Os jornais e revistas semanais podem ter reduzido o tamanho de folhas impressas, mas ainda são fontes incontestáveis de informações e o mais importante: passam credibilidade. Por conta disso, consegue manter seus leitores fiéis e muitas vezes conquistar novos, que atualmente podem ser adultos ou jovens. O mais importante é a qualidade do conteúdo que será oferecido.

Essa é uma das razões pela qual algumas marcas ainda investem no publieditorial. Vamos ser sinceros, ninguém quer ser interrompido durante a leitura por uma propaganda de algum produto ou serviço. Por exemplo, ao assistir um filme, algumas marcas que o patrocinam fazem questão de colocar seu produto em pequenas cenas como forma de publicidade (tie in, mais conhecida como merchandising), mas muitas pessoas acabam perdendo o interesse no filme pela forma brusca que acontece essa inserção.

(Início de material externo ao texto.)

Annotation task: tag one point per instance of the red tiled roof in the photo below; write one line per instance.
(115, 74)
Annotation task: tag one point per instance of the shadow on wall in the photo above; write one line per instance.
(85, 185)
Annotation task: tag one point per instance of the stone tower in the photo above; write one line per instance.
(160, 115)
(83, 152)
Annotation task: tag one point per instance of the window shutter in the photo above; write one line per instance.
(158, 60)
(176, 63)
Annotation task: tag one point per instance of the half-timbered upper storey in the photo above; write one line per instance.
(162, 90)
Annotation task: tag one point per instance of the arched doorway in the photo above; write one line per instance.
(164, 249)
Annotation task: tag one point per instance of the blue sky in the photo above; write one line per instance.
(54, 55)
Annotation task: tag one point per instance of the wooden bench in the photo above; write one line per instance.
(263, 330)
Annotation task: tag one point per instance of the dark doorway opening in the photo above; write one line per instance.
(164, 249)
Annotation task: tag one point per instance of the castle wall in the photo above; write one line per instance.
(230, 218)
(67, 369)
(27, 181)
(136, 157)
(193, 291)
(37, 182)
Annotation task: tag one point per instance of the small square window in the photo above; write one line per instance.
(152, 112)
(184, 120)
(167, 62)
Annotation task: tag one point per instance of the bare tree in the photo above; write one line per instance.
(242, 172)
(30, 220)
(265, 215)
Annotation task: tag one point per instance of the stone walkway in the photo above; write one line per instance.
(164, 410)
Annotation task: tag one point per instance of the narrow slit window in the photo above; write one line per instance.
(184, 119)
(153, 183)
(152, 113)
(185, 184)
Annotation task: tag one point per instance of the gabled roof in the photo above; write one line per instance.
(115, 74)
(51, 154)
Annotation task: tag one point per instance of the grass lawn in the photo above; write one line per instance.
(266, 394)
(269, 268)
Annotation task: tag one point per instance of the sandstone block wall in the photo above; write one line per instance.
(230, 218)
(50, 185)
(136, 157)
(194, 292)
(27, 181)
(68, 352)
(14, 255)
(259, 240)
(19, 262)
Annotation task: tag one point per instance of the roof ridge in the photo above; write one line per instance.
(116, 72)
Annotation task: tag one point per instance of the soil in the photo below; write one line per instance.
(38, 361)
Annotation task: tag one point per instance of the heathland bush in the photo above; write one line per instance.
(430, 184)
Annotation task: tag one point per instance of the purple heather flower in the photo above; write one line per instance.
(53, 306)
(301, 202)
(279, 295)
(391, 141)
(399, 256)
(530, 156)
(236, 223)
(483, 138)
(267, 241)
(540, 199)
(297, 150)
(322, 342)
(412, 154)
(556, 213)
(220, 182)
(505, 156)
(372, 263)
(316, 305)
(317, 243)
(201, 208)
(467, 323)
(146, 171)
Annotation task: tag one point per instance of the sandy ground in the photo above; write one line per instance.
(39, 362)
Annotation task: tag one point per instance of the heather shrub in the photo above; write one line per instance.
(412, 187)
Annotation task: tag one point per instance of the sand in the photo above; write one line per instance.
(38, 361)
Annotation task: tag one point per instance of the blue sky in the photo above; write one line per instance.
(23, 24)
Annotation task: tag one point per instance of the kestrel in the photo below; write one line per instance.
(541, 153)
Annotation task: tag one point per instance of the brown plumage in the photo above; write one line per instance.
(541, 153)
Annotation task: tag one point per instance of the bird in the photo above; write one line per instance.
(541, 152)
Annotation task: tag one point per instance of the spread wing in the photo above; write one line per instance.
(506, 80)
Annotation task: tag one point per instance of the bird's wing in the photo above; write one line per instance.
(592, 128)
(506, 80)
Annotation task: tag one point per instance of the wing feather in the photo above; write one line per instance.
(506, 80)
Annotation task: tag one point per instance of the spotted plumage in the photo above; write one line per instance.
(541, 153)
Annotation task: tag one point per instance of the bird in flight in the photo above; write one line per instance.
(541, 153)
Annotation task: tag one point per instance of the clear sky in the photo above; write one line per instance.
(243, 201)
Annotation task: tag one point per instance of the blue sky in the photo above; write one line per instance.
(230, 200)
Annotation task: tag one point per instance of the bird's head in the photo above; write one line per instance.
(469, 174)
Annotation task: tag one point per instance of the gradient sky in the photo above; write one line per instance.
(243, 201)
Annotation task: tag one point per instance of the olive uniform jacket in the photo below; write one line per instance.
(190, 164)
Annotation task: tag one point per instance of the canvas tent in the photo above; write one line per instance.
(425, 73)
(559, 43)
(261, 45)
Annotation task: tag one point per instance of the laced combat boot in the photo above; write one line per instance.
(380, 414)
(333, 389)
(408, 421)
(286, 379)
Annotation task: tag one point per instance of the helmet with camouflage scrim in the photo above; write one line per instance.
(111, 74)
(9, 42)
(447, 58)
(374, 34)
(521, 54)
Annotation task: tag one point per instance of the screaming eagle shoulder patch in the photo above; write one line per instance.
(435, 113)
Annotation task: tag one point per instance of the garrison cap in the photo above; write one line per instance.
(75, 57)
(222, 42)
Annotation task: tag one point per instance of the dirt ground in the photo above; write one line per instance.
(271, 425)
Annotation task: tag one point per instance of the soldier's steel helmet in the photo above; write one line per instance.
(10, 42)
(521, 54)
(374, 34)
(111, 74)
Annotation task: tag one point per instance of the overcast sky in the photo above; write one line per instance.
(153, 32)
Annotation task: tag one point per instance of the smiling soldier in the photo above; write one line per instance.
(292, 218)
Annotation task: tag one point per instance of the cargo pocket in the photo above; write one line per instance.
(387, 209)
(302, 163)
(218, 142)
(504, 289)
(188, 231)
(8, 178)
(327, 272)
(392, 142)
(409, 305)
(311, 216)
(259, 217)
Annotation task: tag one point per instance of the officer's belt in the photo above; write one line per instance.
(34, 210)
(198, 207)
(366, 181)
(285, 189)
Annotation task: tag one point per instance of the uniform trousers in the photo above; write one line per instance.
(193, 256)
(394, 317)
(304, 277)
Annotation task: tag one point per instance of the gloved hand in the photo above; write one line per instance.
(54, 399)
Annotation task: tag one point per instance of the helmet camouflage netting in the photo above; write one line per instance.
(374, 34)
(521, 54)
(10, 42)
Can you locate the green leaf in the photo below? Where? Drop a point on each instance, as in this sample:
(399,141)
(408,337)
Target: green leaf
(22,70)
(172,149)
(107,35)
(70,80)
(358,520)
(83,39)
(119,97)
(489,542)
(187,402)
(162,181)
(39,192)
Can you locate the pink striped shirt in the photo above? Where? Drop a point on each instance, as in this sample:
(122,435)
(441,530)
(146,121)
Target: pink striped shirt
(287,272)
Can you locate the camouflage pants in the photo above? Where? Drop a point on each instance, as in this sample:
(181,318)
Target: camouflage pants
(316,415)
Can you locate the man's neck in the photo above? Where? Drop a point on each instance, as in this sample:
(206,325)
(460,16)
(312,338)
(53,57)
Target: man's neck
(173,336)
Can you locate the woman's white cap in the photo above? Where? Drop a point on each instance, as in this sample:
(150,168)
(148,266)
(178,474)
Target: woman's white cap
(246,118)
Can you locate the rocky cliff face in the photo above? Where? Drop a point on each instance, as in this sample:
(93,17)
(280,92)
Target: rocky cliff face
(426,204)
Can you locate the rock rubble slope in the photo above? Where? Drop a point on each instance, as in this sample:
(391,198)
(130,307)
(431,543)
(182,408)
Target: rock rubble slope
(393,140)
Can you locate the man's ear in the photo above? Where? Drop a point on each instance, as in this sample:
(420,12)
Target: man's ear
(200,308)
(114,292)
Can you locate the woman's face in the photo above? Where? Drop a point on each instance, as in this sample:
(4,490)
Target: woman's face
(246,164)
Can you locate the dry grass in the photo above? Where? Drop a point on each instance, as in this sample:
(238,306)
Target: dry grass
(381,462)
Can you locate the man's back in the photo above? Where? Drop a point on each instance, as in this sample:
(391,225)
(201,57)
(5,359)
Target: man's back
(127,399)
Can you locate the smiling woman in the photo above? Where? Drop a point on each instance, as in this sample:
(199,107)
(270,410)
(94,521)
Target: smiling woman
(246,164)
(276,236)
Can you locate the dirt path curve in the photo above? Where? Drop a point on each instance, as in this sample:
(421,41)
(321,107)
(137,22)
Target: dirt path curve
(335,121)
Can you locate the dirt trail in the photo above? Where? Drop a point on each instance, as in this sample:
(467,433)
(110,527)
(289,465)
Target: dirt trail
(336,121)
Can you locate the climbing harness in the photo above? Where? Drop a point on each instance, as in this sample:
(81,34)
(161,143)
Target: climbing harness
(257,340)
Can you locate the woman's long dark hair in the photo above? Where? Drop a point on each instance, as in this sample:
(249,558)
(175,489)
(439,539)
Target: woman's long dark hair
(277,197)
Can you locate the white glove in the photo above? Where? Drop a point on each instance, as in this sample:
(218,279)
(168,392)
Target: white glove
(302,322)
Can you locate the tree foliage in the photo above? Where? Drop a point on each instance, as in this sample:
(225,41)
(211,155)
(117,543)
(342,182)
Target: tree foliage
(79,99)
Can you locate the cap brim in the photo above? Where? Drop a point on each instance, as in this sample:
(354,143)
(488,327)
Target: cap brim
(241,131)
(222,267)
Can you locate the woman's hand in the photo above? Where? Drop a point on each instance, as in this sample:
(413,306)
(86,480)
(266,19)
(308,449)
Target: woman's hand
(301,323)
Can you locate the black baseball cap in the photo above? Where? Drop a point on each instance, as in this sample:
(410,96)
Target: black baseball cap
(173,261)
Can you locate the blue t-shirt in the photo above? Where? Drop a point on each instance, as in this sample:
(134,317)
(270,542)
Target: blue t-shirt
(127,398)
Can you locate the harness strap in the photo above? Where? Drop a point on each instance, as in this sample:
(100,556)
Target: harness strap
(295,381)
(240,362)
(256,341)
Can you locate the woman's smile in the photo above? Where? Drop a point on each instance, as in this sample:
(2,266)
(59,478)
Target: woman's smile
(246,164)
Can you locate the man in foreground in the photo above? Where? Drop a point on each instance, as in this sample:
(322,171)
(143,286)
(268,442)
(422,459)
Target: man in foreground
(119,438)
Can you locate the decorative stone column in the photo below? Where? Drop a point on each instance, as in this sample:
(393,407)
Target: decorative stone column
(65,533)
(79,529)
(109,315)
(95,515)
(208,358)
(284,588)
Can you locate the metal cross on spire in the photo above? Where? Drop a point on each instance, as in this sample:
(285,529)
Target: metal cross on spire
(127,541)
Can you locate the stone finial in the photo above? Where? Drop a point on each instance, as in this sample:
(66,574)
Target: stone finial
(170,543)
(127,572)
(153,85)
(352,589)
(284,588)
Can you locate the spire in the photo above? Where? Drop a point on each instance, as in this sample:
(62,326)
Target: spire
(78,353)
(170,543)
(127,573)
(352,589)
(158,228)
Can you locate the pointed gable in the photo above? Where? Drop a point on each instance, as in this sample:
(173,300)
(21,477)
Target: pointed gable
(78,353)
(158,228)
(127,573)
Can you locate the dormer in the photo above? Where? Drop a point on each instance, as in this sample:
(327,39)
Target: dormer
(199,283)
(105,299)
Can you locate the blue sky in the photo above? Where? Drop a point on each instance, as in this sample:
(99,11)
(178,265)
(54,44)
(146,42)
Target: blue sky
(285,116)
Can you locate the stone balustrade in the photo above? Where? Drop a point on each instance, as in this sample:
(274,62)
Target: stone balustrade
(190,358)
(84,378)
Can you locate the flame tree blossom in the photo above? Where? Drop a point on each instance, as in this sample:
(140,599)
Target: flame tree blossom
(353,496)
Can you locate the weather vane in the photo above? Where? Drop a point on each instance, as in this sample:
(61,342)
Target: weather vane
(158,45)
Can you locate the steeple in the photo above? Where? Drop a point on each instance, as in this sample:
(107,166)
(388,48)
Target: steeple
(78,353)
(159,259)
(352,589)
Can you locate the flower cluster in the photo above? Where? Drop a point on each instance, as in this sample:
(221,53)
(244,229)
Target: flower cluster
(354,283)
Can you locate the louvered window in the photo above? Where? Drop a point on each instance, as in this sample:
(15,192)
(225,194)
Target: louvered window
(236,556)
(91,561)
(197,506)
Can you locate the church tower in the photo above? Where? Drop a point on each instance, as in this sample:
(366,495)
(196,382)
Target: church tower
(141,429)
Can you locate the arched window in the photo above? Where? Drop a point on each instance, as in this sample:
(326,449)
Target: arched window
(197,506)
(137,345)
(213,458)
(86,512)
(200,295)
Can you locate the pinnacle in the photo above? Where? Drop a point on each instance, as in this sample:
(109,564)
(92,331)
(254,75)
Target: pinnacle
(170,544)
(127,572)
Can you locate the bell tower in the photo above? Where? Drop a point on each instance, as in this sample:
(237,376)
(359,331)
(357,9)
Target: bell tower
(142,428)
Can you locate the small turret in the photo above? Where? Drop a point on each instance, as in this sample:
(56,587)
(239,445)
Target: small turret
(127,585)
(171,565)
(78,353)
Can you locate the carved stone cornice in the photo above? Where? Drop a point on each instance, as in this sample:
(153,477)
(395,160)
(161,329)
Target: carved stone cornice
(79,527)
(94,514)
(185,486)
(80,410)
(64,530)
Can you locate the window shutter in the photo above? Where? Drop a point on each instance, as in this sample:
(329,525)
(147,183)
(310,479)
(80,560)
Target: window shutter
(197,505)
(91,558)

No universo do publieditorial pode acontecer a mesma coisa caso não se tome alguns cuidados. Ao mesmo tempo que ele pode ser uma ferramenta poderosa para posicionar a marca de uma empresa, ele pode ser o seu pior inimigo. Para que eles tenham efeito positivo é preciso saber o que falar, como abordar o tema, onde publicar e como se diferenciar. Elaborando cada uma dessas etapas com cautela, uma grande marca tem tudo na mão para melhorar e expandir sua percepção.

Um dos segredos do publi é informar. Dizemos isso porque é necessário entender que você está posicionando aquela informação (seja ela institucional ou de produto) dentro de um veículo de comunicação e o leitor parte do princípio que dentro daquele canal, ele irá consumir boa informação. Por isso, sempre se baseie na premissa de que você deve adicionar conhecimento ao leitor e se possível tentar trabalhar com o fator surpresa para mantê-lo interessado.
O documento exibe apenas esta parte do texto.